The inhabitants of these communes are young people with long criminal records, who have been up repeatedly before the Commission for Cases of Minors, before the courts, who have served many terms of deprivation of liberty in various juvenile institutions. The cases seemed hopeless, and the experiment, so bold and unique, was tried in an effort to give a new viewpoint that would induce a complete break with the former criminal type of life. One of these communes, the largest both as to number and scope of development, is described in detail in the next chapter. In this place we only mention the general plan and underlying principles.

The main difference between the apprenticeship school and these labor communes of the OGPU is in method and not in principle. The labor commune is organized around large labor work, where both sexes contribute, while in the apprenticeship schools the emphasis is on education, on the preparation for industrial work. One of the basic principles in the labor commune is complete freedom as to movement, while in the schools restriction of movement is naturally required since the program is compulsory in its nature. In the apprenticeship schools there is also segregation of the sexes in the matter of residence; the boys and girls meet together in theatres, on excursions, in museums, on walks, and other places, but live in separate homes. It seems inconsistent to state that the labor commune is made up of those more habituated to crime, since it enjoys greater freedom, while the schools are composed of the less criminal; but this is nevertheless true. When one remembers, though, that the commune is the result of a desperate move to save a great number of habitual criminals, whereas the schools are merely for training those of even younger years, the situation is more easily understood.
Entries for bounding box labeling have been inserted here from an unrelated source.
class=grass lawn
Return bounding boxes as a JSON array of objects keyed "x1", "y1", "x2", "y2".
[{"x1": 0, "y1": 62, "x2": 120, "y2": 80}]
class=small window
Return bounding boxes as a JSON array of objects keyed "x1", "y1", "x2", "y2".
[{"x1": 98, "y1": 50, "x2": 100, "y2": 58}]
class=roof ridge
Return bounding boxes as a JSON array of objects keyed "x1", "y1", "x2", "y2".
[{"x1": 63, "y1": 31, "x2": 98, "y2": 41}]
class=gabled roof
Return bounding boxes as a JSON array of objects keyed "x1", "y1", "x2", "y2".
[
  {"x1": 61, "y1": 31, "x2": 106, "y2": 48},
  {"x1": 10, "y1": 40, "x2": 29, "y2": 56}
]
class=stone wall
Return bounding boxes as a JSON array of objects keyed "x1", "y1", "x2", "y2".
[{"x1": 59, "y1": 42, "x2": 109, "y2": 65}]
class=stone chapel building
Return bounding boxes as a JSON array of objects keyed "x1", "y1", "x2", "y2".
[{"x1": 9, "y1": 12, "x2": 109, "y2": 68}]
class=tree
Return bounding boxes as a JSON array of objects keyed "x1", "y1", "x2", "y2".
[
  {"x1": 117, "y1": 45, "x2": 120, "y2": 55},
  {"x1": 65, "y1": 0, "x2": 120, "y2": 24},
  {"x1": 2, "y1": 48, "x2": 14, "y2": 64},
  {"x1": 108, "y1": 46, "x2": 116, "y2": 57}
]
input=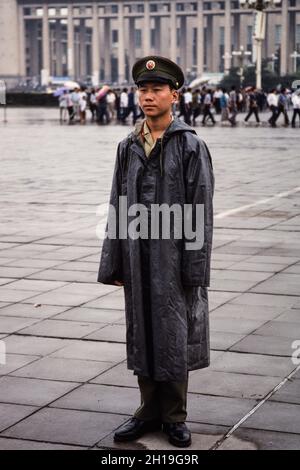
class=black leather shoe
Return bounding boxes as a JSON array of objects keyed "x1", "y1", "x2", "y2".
[
  {"x1": 163, "y1": 423, "x2": 192, "y2": 447},
  {"x1": 114, "y1": 417, "x2": 161, "y2": 442}
]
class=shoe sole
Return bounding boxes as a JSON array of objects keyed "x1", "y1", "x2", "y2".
[
  {"x1": 114, "y1": 427, "x2": 161, "y2": 442},
  {"x1": 169, "y1": 437, "x2": 192, "y2": 447}
]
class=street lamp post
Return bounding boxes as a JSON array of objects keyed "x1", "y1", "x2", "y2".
[
  {"x1": 271, "y1": 53, "x2": 278, "y2": 72},
  {"x1": 232, "y1": 46, "x2": 251, "y2": 87},
  {"x1": 240, "y1": 0, "x2": 281, "y2": 89},
  {"x1": 290, "y1": 51, "x2": 300, "y2": 73}
]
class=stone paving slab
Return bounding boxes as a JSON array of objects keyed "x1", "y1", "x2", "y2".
[
  {"x1": 241, "y1": 402, "x2": 300, "y2": 441},
  {"x1": 20, "y1": 319, "x2": 104, "y2": 339},
  {"x1": 0, "y1": 302, "x2": 68, "y2": 318},
  {"x1": 219, "y1": 428, "x2": 299, "y2": 450},
  {"x1": 5, "y1": 335, "x2": 72, "y2": 356},
  {"x1": 0, "y1": 376, "x2": 79, "y2": 406},
  {"x1": 0, "y1": 437, "x2": 88, "y2": 450},
  {"x1": 2, "y1": 408, "x2": 126, "y2": 446},
  {"x1": 0, "y1": 354, "x2": 39, "y2": 376},
  {"x1": 230, "y1": 334, "x2": 293, "y2": 361},
  {"x1": 10, "y1": 357, "x2": 112, "y2": 382},
  {"x1": 0, "y1": 403, "x2": 38, "y2": 431},
  {"x1": 51, "y1": 384, "x2": 140, "y2": 415},
  {"x1": 189, "y1": 368, "x2": 280, "y2": 399},
  {"x1": 211, "y1": 351, "x2": 295, "y2": 377},
  {"x1": 55, "y1": 307, "x2": 125, "y2": 325},
  {"x1": 51, "y1": 340, "x2": 126, "y2": 363}
]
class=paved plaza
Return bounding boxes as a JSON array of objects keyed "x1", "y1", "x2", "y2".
[{"x1": 0, "y1": 108, "x2": 300, "y2": 450}]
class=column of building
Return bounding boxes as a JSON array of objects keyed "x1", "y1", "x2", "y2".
[
  {"x1": 41, "y1": 4, "x2": 50, "y2": 85},
  {"x1": 197, "y1": 0, "x2": 204, "y2": 77},
  {"x1": 92, "y1": 1, "x2": 100, "y2": 86},
  {"x1": 224, "y1": 1, "x2": 231, "y2": 73}
]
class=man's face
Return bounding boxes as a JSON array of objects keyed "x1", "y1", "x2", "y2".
[{"x1": 138, "y1": 82, "x2": 178, "y2": 117}]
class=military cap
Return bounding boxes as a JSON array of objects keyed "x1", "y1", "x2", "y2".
[{"x1": 132, "y1": 55, "x2": 184, "y2": 90}]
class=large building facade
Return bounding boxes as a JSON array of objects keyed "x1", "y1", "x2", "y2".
[{"x1": 0, "y1": 0, "x2": 300, "y2": 84}]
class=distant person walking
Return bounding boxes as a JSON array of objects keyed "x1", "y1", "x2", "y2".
[
  {"x1": 245, "y1": 87, "x2": 260, "y2": 123},
  {"x1": 267, "y1": 88, "x2": 278, "y2": 127},
  {"x1": 292, "y1": 90, "x2": 300, "y2": 127}
]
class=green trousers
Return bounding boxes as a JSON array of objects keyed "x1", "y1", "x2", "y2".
[{"x1": 134, "y1": 375, "x2": 188, "y2": 423}]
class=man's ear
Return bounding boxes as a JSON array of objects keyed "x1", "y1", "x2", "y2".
[{"x1": 172, "y1": 90, "x2": 179, "y2": 103}]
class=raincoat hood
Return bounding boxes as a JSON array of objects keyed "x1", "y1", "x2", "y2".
[{"x1": 128, "y1": 117, "x2": 197, "y2": 176}]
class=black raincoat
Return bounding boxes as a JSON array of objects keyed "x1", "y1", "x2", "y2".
[{"x1": 97, "y1": 118, "x2": 214, "y2": 381}]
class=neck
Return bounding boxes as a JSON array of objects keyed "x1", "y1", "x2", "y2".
[{"x1": 146, "y1": 112, "x2": 172, "y2": 134}]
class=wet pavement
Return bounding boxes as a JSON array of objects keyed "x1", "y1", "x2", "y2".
[{"x1": 0, "y1": 109, "x2": 300, "y2": 449}]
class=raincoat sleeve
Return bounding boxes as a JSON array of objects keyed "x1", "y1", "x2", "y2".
[
  {"x1": 182, "y1": 138, "x2": 214, "y2": 287},
  {"x1": 97, "y1": 142, "x2": 123, "y2": 285}
]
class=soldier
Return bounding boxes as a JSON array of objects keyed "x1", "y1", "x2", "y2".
[{"x1": 98, "y1": 56, "x2": 214, "y2": 447}]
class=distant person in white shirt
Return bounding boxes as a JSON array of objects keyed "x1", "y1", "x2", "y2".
[
  {"x1": 120, "y1": 88, "x2": 128, "y2": 124},
  {"x1": 183, "y1": 88, "x2": 193, "y2": 126},
  {"x1": 267, "y1": 88, "x2": 278, "y2": 127},
  {"x1": 292, "y1": 87, "x2": 300, "y2": 127}
]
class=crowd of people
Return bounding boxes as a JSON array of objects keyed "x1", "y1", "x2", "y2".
[{"x1": 59, "y1": 85, "x2": 300, "y2": 127}]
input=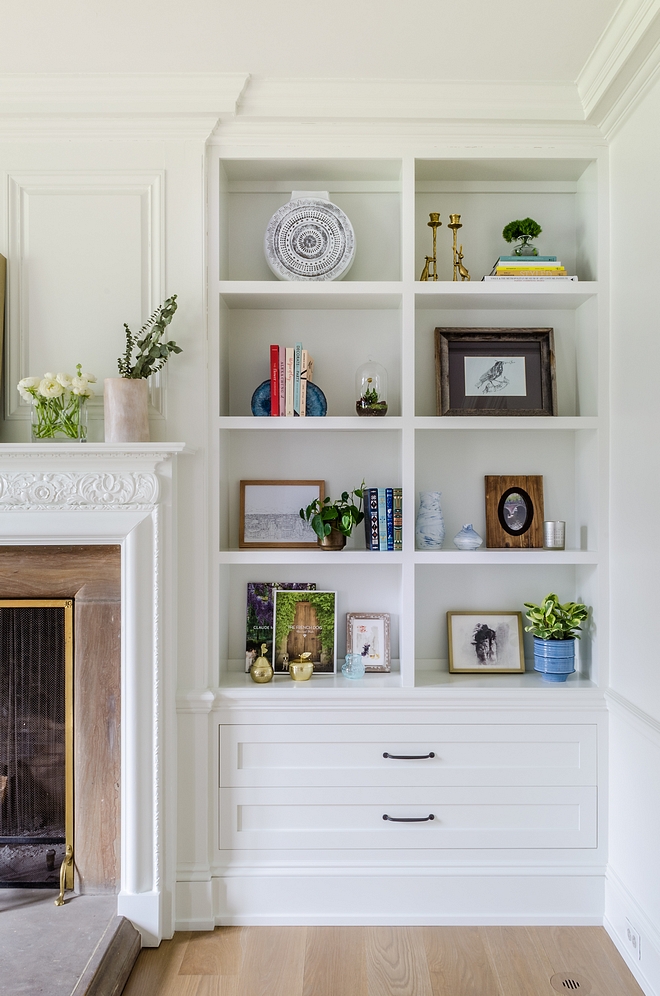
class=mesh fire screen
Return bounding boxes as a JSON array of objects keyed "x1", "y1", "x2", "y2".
[{"x1": 0, "y1": 600, "x2": 72, "y2": 888}]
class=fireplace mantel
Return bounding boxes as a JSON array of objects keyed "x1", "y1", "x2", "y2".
[{"x1": 0, "y1": 443, "x2": 191, "y2": 945}]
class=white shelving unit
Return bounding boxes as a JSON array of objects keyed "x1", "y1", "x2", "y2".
[{"x1": 209, "y1": 150, "x2": 607, "y2": 694}]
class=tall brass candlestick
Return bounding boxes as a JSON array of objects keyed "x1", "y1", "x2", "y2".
[{"x1": 419, "y1": 211, "x2": 444, "y2": 280}]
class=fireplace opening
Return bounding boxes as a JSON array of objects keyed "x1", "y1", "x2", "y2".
[{"x1": 0, "y1": 599, "x2": 73, "y2": 889}]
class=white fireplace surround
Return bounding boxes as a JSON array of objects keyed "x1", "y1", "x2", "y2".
[{"x1": 0, "y1": 443, "x2": 186, "y2": 945}]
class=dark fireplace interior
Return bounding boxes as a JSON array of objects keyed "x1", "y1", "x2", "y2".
[{"x1": 0, "y1": 602, "x2": 66, "y2": 888}]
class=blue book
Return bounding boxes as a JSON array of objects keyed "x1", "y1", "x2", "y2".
[
  {"x1": 378, "y1": 488, "x2": 387, "y2": 550},
  {"x1": 293, "y1": 342, "x2": 302, "y2": 415},
  {"x1": 385, "y1": 488, "x2": 394, "y2": 550}
]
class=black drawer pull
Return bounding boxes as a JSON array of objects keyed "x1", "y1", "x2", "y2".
[
  {"x1": 383, "y1": 813, "x2": 435, "y2": 823},
  {"x1": 383, "y1": 751, "x2": 435, "y2": 761}
]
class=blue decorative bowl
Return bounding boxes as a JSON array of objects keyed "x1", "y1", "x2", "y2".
[{"x1": 250, "y1": 380, "x2": 328, "y2": 418}]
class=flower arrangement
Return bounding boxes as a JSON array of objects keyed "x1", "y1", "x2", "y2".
[{"x1": 17, "y1": 363, "x2": 96, "y2": 442}]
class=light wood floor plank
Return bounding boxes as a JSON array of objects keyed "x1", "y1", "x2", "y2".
[
  {"x1": 366, "y1": 927, "x2": 433, "y2": 996},
  {"x1": 416, "y1": 927, "x2": 501, "y2": 996},
  {"x1": 124, "y1": 931, "x2": 191, "y2": 996},
  {"x1": 480, "y1": 927, "x2": 556, "y2": 996},
  {"x1": 303, "y1": 927, "x2": 368, "y2": 996},
  {"x1": 238, "y1": 927, "x2": 307, "y2": 996},
  {"x1": 179, "y1": 927, "x2": 243, "y2": 978}
]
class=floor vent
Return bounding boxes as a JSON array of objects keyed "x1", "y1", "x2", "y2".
[{"x1": 550, "y1": 972, "x2": 591, "y2": 996}]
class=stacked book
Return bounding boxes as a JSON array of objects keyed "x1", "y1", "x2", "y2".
[
  {"x1": 270, "y1": 342, "x2": 314, "y2": 417},
  {"x1": 483, "y1": 256, "x2": 577, "y2": 280},
  {"x1": 364, "y1": 488, "x2": 403, "y2": 550}
]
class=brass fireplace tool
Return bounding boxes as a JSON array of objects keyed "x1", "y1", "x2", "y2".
[
  {"x1": 448, "y1": 214, "x2": 470, "y2": 280},
  {"x1": 419, "y1": 211, "x2": 440, "y2": 280}
]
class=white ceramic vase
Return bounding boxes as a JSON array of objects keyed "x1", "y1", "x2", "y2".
[
  {"x1": 415, "y1": 491, "x2": 445, "y2": 550},
  {"x1": 103, "y1": 377, "x2": 149, "y2": 443}
]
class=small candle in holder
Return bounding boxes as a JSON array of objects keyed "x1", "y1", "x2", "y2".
[{"x1": 543, "y1": 520, "x2": 566, "y2": 550}]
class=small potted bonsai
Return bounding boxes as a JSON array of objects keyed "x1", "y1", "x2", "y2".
[
  {"x1": 300, "y1": 481, "x2": 364, "y2": 550},
  {"x1": 525, "y1": 592, "x2": 589, "y2": 681},
  {"x1": 502, "y1": 218, "x2": 543, "y2": 256}
]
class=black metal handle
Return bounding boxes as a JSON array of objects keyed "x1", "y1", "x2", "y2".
[
  {"x1": 383, "y1": 751, "x2": 435, "y2": 761},
  {"x1": 383, "y1": 813, "x2": 435, "y2": 823}
]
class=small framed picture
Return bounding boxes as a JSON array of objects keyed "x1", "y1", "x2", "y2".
[
  {"x1": 447, "y1": 612, "x2": 525, "y2": 674},
  {"x1": 346, "y1": 612, "x2": 390, "y2": 671},
  {"x1": 435, "y1": 328, "x2": 557, "y2": 416},
  {"x1": 238, "y1": 481, "x2": 325, "y2": 550},
  {"x1": 273, "y1": 588, "x2": 337, "y2": 674}
]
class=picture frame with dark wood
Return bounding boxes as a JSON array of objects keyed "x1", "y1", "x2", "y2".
[
  {"x1": 346, "y1": 612, "x2": 390, "y2": 671},
  {"x1": 447, "y1": 610, "x2": 525, "y2": 674},
  {"x1": 435, "y1": 328, "x2": 557, "y2": 417},
  {"x1": 485, "y1": 474, "x2": 544, "y2": 550},
  {"x1": 238, "y1": 481, "x2": 325, "y2": 550}
]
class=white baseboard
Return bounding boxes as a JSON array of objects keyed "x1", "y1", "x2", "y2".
[
  {"x1": 603, "y1": 868, "x2": 660, "y2": 996},
  {"x1": 206, "y1": 869, "x2": 604, "y2": 929}
]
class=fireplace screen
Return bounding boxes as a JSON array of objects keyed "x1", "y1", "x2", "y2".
[{"x1": 0, "y1": 599, "x2": 73, "y2": 888}]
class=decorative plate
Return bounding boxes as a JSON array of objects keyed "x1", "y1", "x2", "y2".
[
  {"x1": 250, "y1": 380, "x2": 328, "y2": 418},
  {"x1": 264, "y1": 197, "x2": 355, "y2": 280}
]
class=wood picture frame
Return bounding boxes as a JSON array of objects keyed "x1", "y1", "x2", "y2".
[
  {"x1": 484, "y1": 474, "x2": 544, "y2": 550},
  {"x1": 346, "y1": 612, "x2": 391, "y2": 672},
  {"x1": 238, "y1": 481, "x2": 325, "y2": 550},
  {"x1": 435, "y1": 328, "x2": 557, "y2": 417},
  {"x1": 447, "y1": 610, "x2": 525, "y2": 674}
]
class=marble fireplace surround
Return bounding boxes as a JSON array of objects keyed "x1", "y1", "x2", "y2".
[{"x1": 0, "y1": 443, "x2": 186, "y2": 945}]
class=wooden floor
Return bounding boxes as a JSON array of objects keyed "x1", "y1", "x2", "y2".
[{"x1": 124, "y1": 927, "x2": 642, "y2": 996}]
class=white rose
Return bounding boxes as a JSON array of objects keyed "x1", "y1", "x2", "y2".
[{"x1": 39, "y1": 374, "x2": 64, "y2": 398}]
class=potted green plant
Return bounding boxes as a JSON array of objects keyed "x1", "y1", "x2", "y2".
[
  {"x1": 300, "y1": 481, "x2": 364, "y2": 550},
  {"x1": 525, "y1": 592, "x2": 589, "y2": 681},
  {"x1": 502, "y1": 218, "x2": 543, "y2": 256},
  {"x1": 103, "y1": 294, "x2": 182, "y2": 443}
]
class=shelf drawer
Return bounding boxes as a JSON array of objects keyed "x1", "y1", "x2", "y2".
[
  {"x1": 220, "y1": 786, "x2": 597, "y2": 851},
  {"x1": 220, "y1": 724, "x2": 597, "y2": 788}
]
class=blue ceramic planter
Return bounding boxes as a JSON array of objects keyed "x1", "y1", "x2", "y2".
[{"x1": 534, "y1": 636, "x2": 575, "y2": 681}]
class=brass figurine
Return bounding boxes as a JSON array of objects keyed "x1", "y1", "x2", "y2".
[
  {"x1": 419, "y1": 211, "x2": 444, "y2": 280},
  {"x1": 447, "y1": 214, "x2": 470, "y2": 280}
]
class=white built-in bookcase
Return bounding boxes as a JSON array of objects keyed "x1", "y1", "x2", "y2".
[{"x1": 209, "y1": 149, "x2": 608, "y2": 694}]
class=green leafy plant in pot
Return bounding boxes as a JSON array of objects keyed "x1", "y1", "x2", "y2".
[
  {"x1": 525, "y1": 592, "x2": 589, "y2": 681},
  {"x1": 103, "y1": 294, "x2": 182, "y2": 443},
  {"x1": 300, "y1": 481, "x2": 364, "y2": 550}
]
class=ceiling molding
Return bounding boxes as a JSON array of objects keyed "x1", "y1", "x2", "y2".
[
  {"x1": 238, "y1": 76, "x2": 584, "y2": 121},
  {"x1": 577, "y1": 0, "x2": 660, "y2": 137}
]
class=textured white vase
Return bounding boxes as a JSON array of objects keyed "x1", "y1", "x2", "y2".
[
  {"x1": 415, "y1": 491, "x2": 445, "y2": 550},
  {"x1": 103, "y1": 377, "x2": 149, "y2": 443}
]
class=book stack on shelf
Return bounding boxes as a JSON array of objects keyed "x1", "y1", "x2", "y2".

In the schools the age group is from 15-18 years. The sources from which they come are, (a) those sent on court order, and (b) those sent by the Commission for Cases of Minors, and all other authorities empowered to commit them. If the term is up before the training of the child is completed, the pedagogical commune may retain him, provided the entire term does not exceed three years.2

In the communes, the age group, although in the beginning limited to those of 13-17, is now composed of those of 16-24. The satisfaction of the authorities with the achievement of the First Labor Commune (Bolshevo) led to the establishment of others, and at the present time several thousand former criminals, some of them committing the worst sort of crimes, are being trained and educated while they participate in community life.


1.  Article by A. Shestakova, “Principles of Organization of Correctional Labor Institutions for Children,” from Vishinsky, op. cit. p. 348.

2.  Section 42 of the Correctional Labor Code of 1933.